Oh, you are not old.
You are not old like eternity. You are not old like the Joshua trees. You are not old like Jerusalem or the spires of Oxford. You are not even old like filling stations and big-band music and the wooden floors of the soda shop downtown.
Old? You are so young, Twenty-Five, that you have no concept of what Age is.
Age is opportunity.
Age is another year and another twelve months to do the improbable.
Age is entropy, but Age is not caring.
Age gathers the days to her chest and grins, having outwitted another year. She is far from old. She is young, and forever young. It is the young who do things, and the more days to your life, the more time to do.
How many years are yours?
I don't know.
You're not who or where or what you expected to be at a quarter century, are you?
So what?
You're much more. So much more. A ruffled, hopeful, madful mess.
So, Twenty-Five, put away your comparisons. If you are to be someone other than you are, you will be her. You're still living, aren't you? You're still growing and there are still autumns and winters and summers and springs and I think you'll understand.
Light twenty-five candles on your cake today and smile at the small forest fire it makes. And before you blow them out I want you to pause and I want you to look back and I want you to look forward. And most of all I want you to know that you, Twenty-Five, are meant to be.
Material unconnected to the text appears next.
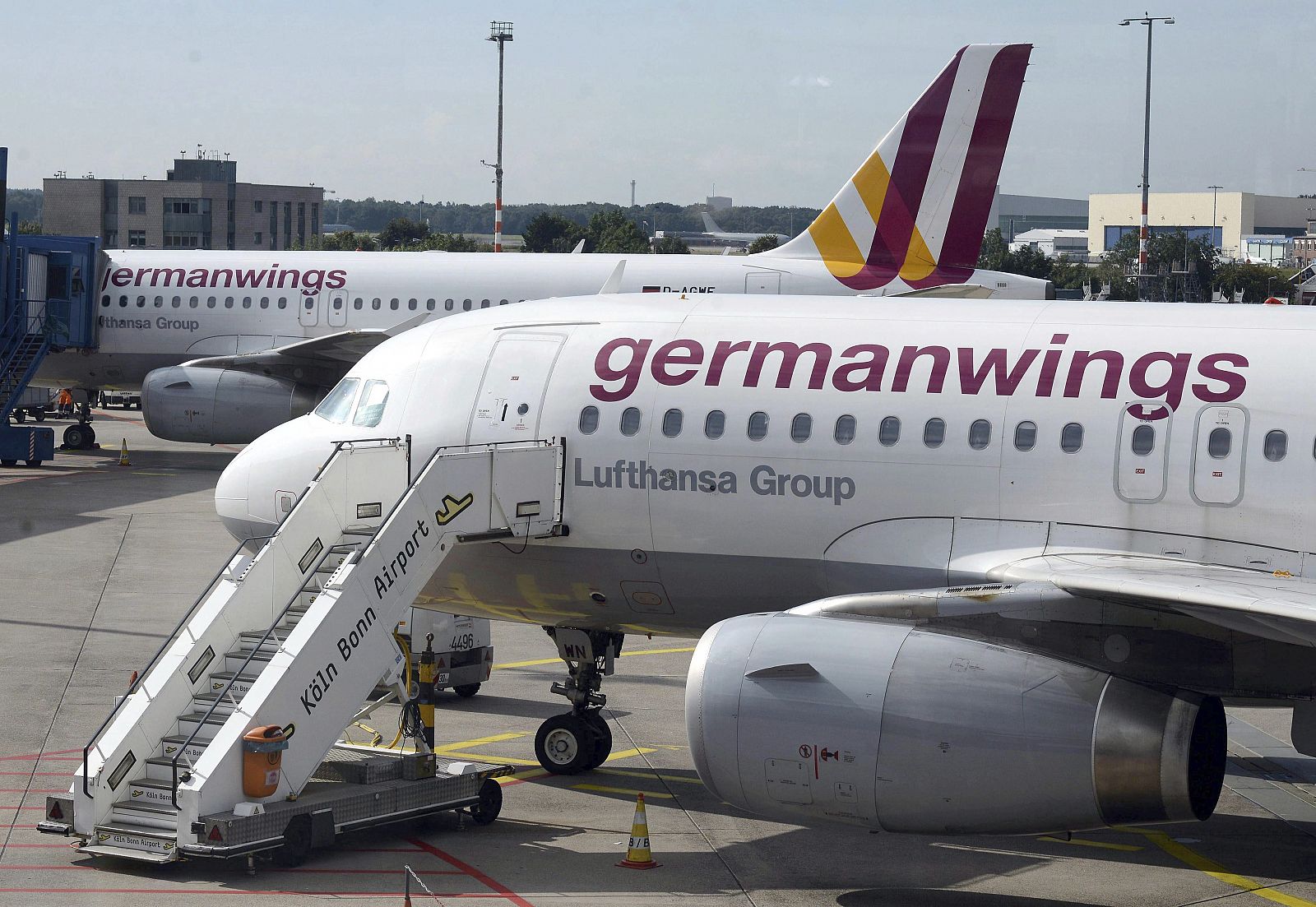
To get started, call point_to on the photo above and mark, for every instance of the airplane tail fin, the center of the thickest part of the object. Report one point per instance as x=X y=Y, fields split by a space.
x=916 y=210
I love you and I think you're fantastic. But guess what? If you live to be one hundred you are only a quarter as fantastic as you'll someday grow to be. Age? Embrace it like a hug from a long-lost friend. Bury your face in its shoulder and squeeze it hard and maybe even let it tip you off-balance with the force of its awesomeness. You're twenty-five and you're pretty damn fine.

Monday, July 11, 2016

Back To Work

Hello, Readers! So sorry for the slack in communication. I signed on for an immense real-life project that has taken up all my creativity and spare time for the last month solid so I'm afraid I have that excuse. In other news, I have a new career goal:

To have material published in the print version of Saveur Magazine.

Seeing that they accept submissions and that they're my favorite food journalism outlet, I decided I'd have a go. Now to get on that. I pulled out The Spindle & The Queen (my "Sleeping Beauty" retelling) recently, being reminded that I should finish brushing it up so that it's actually a finished product and from there making decisions about it. I'll be working on the re-haul and to keep myself inspired, I thought I'd share a few bits of it.

L.A., luridly in need of a power-wash, smelled of swimming pools and half-boiled dreams this morning.

"'ve got to get some hustle, sweetheart, or I'll call another girl to take your place. I can get 'em. Anywhere, anytime. Lot of girls. Lot of guys too. Head of design for Thurman-Fischer. Girl. Step it up like Fred Astaire."

“All right, Princess.” His sly grin nauseated her. He actually made her sick. “But only because you're cute and my Yoda told me my juju's off. Need to balance the symbiotic relationship between my spleen and diaphragm with a series of generous act and a kombucha bath.”

Maria prepared to exit this dark-paneled room with its portraits of the handsome king and his patient-eyed queen. Their long-suffering faces, especially the queen's, gave her the creeps. Like a young fashion maven who hadn't received her customary invitation to the Met Gala and was going to Talk to Someone about it.